I believe that with greater involvement of his family and other social networks my father might have had a stronger chance of recovery. This is sadly often the case for people experiencing severe mental illness. In a 2014 Care Quality Commission service user survey, only 55% of those surveyed found that "a family member or someone close to me was involved as much as I would like." This can lead to poor collaboration: only 42% felt that "mental health services understand what was important in my life," with only 41% stating "services help me with what is important."

Open Dialogue is an approach that marks a departure from such care. It was developed in Western Lapland in the 1980s for the treatment of acute mental illness, such as psychosis. A fundamental principle is that treatment is carried out via meetings involving the patient together with family members and extended social network. The focus on promoting dialogue is primary and, indeed, the focus of treatment, to create the opportunity for patients and families to increase their sense of agency in their own lives. This represents a fundamental culture change in the way mental health professionals talk to and about patients.

Open Dialogue has spread across much of Scandinavia and beyond. In Berlin, mental health commissioners only purchase approaches embedding an Open Dialogue approach. New York recently invested $50 million in an Open Dialogue service. The variant used there integrates peer workers into the model, and has inspired 'Peer-supported Open Dialogue' (POD) in the UK.

Its growing popularity is because it appears to work. In a two year follow- up study comparing the approach to conventional treatment, patients were found to have mild or no symptoms in 82% of cases with the new approach, compared to 50% with usual treatment. Antipsychotic prescribing was reduced by 65%. In a subsequent 5 year follow up, 86% of those treated with the approach had returned to work, a rate that mental health services in the UK could only dream of.

Dr Russell Razaque is a consultant psychiatrist in North East London who is taking a lead on the development of the Open Dialogue approach in the UK. In a recent talk he gave, he was challenged on the feasibility of the approach, given one of its key principles- psychological continuity: the same team is responsible for treatment (engaging with the same social network) for the entirety of the treatment process. Retention and continuity of medical and nursing staff can be a problem for mental health teams and patients in the NHS. Dr Razaque suggested that the issue might resemble the problem of the chicken and egg- that burnout, low morale and high staff turnover is related to the system of care we work in and 'administer'.
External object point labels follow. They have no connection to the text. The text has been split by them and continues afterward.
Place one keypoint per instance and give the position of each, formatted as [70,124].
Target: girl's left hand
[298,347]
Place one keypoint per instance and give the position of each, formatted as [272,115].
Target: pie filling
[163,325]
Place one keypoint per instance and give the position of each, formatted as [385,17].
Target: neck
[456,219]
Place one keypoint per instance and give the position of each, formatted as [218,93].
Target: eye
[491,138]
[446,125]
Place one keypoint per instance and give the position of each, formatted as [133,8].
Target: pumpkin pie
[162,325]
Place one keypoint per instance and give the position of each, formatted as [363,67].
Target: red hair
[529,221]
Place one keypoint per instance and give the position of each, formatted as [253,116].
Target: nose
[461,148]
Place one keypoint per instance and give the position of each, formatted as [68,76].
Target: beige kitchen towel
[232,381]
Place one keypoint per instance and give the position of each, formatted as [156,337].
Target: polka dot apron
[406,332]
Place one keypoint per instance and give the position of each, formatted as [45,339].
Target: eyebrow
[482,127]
I can relate to his point. I have sometimes stopped en route to work, unsure how much longer I can continue. There is a sense of betrayal to my father and grandmother by working in a profession that failed them and is the only medical specialty to have its own survivor movement, not from the illnesses it hopes to treat, but from the ministrations of the profession itself.

Open Dialogue might offer me a way to work that my father, were he still sitting by that fire, might understand, respect and respond to. For those living with severe mental illness, it could offer more hope of life after recovery.